The bay area’s oldest active head football coach, Hayford will have company in his age demographic whenever the area’s prep season commences. At least five area coaches are 64 or older, making them members of the chronological bracket considered more susceptible to COVID-19 and its unyielding effects.
One of them, 65-year-old Rick Kravitz of Admiral Farragut, won’t coach this fall because his school — an international boarding academy — has chosen not to participate this season. But the others are forging onward. Albeit cautiously.
They include Hillsborough’s Earl Garcia (68), Berkeley Prep’s Dominick Ciao (68) and Dixie Hollins’ Dale Caparaso (64).
“I’m a little concerned,” said Caparaso, who also teaches physical education at the school. “If we’re going back to school, I’m as concerned about going back to school as I am about coaching. I can keep my distance in coaching, I’m not sure I can keep my distance in school.”

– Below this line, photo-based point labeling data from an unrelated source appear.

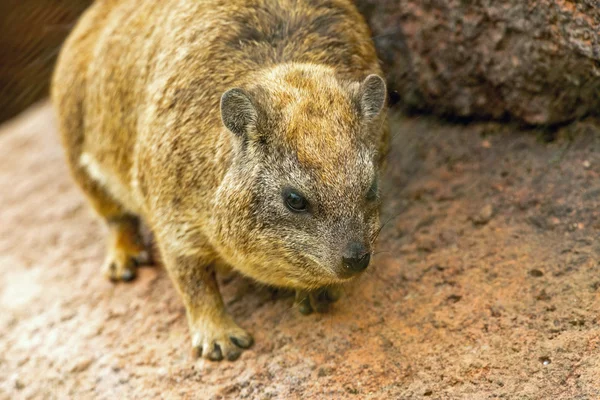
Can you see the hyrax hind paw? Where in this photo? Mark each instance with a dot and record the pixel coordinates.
(318, 300)
(218, 339)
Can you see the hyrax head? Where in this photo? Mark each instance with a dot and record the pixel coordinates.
(301, 193)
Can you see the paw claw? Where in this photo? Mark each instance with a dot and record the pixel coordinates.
(242, 342)
(216, 354)
(221, 339)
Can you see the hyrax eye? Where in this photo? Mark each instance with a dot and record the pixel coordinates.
(294, 201)
(373, 191)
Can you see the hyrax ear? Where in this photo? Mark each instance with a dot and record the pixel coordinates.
(237, 112)
(372, 96)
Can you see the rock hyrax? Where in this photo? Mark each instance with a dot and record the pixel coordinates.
(249, 133)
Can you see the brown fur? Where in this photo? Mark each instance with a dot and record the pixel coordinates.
(138, 88)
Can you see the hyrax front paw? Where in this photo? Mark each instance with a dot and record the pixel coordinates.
(220, 338)
(121, 265)
(318, 300)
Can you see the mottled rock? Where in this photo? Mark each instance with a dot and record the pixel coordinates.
(537, 61)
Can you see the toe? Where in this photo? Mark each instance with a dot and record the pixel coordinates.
(215, 354)
(243, 340)
(128, 274)
(303, 303)
(143, 258)
(232, 352)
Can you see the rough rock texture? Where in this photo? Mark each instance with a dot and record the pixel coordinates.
(487, 284)
(537, 61)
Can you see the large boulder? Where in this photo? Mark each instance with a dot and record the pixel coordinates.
(537, 61)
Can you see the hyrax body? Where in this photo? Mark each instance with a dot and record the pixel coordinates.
(243, 132)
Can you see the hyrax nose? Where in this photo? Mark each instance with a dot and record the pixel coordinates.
(356, 257)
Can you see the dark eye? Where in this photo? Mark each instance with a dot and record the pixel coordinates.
(295, 201)
(373, 191)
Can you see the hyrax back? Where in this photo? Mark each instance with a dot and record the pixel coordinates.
(245, 132)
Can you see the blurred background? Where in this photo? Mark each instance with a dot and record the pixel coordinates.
(537, 62)
(31, 34)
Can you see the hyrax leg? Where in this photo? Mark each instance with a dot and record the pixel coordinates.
(215, 335)
(125, 248)
(317, 300)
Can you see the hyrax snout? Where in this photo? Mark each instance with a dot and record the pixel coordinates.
(250, 133)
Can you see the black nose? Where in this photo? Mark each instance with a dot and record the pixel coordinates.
(356, 257)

Similarly, Garcia remains sobered by the statistics he sees daily in newspapers and on social media. In light of those grim numbers, he says his staff is following all county guidelines for supervised summer workouts “to a tee.”
But he’ll carry no fear into his 47th season on the sideline.
“I wish we could’ve gotten started (Monday),” said Garcia, 68. “As soon as they tell us we can go out, we’ll do exactly what the protocols mandate us to do and we’ll go. I’m not worried about it at all, not for myself.”
Speaking of protocols, Caparaso has assembled a sprawling list of “return to play” guidelines for the Rebels that he has shared with his administration and coaching peers in Pinellas. He acknowledges compiling it as much for his staff — which features two other coaches over 60 — as his players.
The guidelines include shorter practice times (typically 90 minutes a day), less live contact, and “helmet cleanse” periods every 15 minutes, during which staffers spray down players’ helmets with a bleach-and-water mixture.
Additionally, Caparaso will allow only 10 players inside the locker room at a time before and after practices. In that staggered system, linemen would exit practice first on a given day, allowing skill players more time on the field. The following day, the order would be reversed.
And film sessions, for now, will be done virtually.
“We can proudly stand in front of our parents and say we are doing everything that we possibly can to protect our kids,” Caparaso said. “And to be really honest with you, as an older guy that’s concerned about this, if I’m gonna touch a bag, I want every bag wiped down. I want every helmet wiped down.”
Yet for all these precautions, Caparaso says he’s no more concerned about coaching than any other aspect of life during this surreal juncture.
And when coaching is your life, you adapt and press forward.
“I think these kids really need it,” Hayford said.
“We’re all teammates. We need that fellowship, we need that common goal and those kinds of things, and that’s what you’re gonna get from football. And if we take that away, boy I tell you, that’s gonna be tough. It’s gonna be tough on me.”
He’d rather take the calculated risk that will accompany the upcoming season, all while exercising protocols and prudence.
Panic? That dissipates with age.
“I’ve decided I’m not gonna get [the virus),” Garcia said. “And if I get it, I’ll beat it. And if I don’t beat it, it’ll kill me. So what is there to worry about?”